Debt-to-Equity ≤ 1 (debt_equity: {'max': '1'})
- Purpose: Favor companies with moderate or conservative leverage.
- Rationale:
- High debt levels increase financial risk, especially across full economic cycles (recessions, rate hikes).
- A debt-to-equity ratio capped at 1 restricts the universe to companies that are not excessively leveraged, making them more resilient for long holding periods.
- Long-term investors generally want businesses that can survive downturns without distressed capital raises or severe dilution.
5-Year Revenue CAGR ≥ 5% (revenue_5yr_cagr: {'min': '5'})
- Purpose: Ensure the business is actually growing over time, not just stable or shrinking.
- Rationale:
- Long-term returns rely heavily on underlying business growth.
- A minimum 5% compound annual growth in revenue over 5 years filters out stagnant or structurally declining companies.
- This target is modest but meaningful: it suggests the business has growth drivers (new products, market expansion, pricing power) that can support long-term appreciation.
P/E (TTM) Between 10 and 35 (pe_ttm: {'min': '10', 'max': '35'})
- Purpose: Avoid both extremely cheap (potentially distressed) and extremely expensive (potentially overhyped) valuations.
- Rationale:
- A P/E below 10 can sometimes signal deep value opportunities, but often also flags serious issues (cyclical peaks, structural decline, accounting risks).
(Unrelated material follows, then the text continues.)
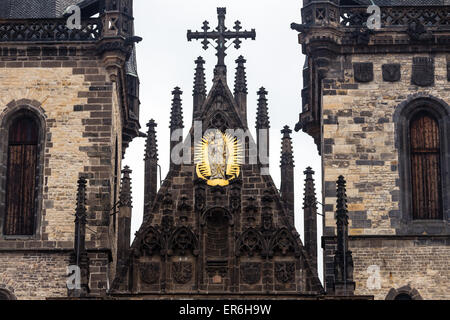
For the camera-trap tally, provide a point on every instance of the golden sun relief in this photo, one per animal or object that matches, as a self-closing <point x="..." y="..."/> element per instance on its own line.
<point x="218" y="158"/>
For a broad, “top long-term” type screen, it’s reasonable to exclude the most distressed names.
- A P/E above 35 often implies very high growth expectations already priced in; if those expectations aren’t met, long-term returns can disappoint despite a good business.
- Setting a band of 10–35 aims for reasonably valued, quality companies where long-term earnings growth can translate more cleanly into shareholder returns.
Why Results Match the User’s Request
Long-term orientation:
- Quality (high ROE), growth (revenue CAGR ≥ 5%), and balance-sheet strength (D/E ≤ 1) together emphasize durable, compounding businesses rather than short-term trades.
Stability and scale:
- Large/mega cap and ≥$10B market cap focus on established firms that are more likely to withstand economic cycles—key for long-term holding.
US market focus:
- Region set to United States and exchanges limited to NYSE/NASDAQ precisely match the user’s desire for US market stocks.
Risk/return balance:
- The P/E band of 10–35 seeks a middle ground between “too cheap and risky” and “too expensive and fragile to sentiment,” which is appropriate for identifying candidates that can reasonably be held for many years.
Together, these filters construct a universe of sizable, US-based, financially solid, growing, and reasonably valued companies—an appropriate starting point for identifying “top 5 stocks for long-term investment in the US market.”
This list is generated based on data from one or more third party data providers. It is provided for informational purposes only by Intellectia.AI, and is not investment advice or a recommendation. Intellectia does not make any warranty or guarantee relating to the accuracy, timeliness or completeness of any third-party information, and the provision of this information does not constitute a recommendation.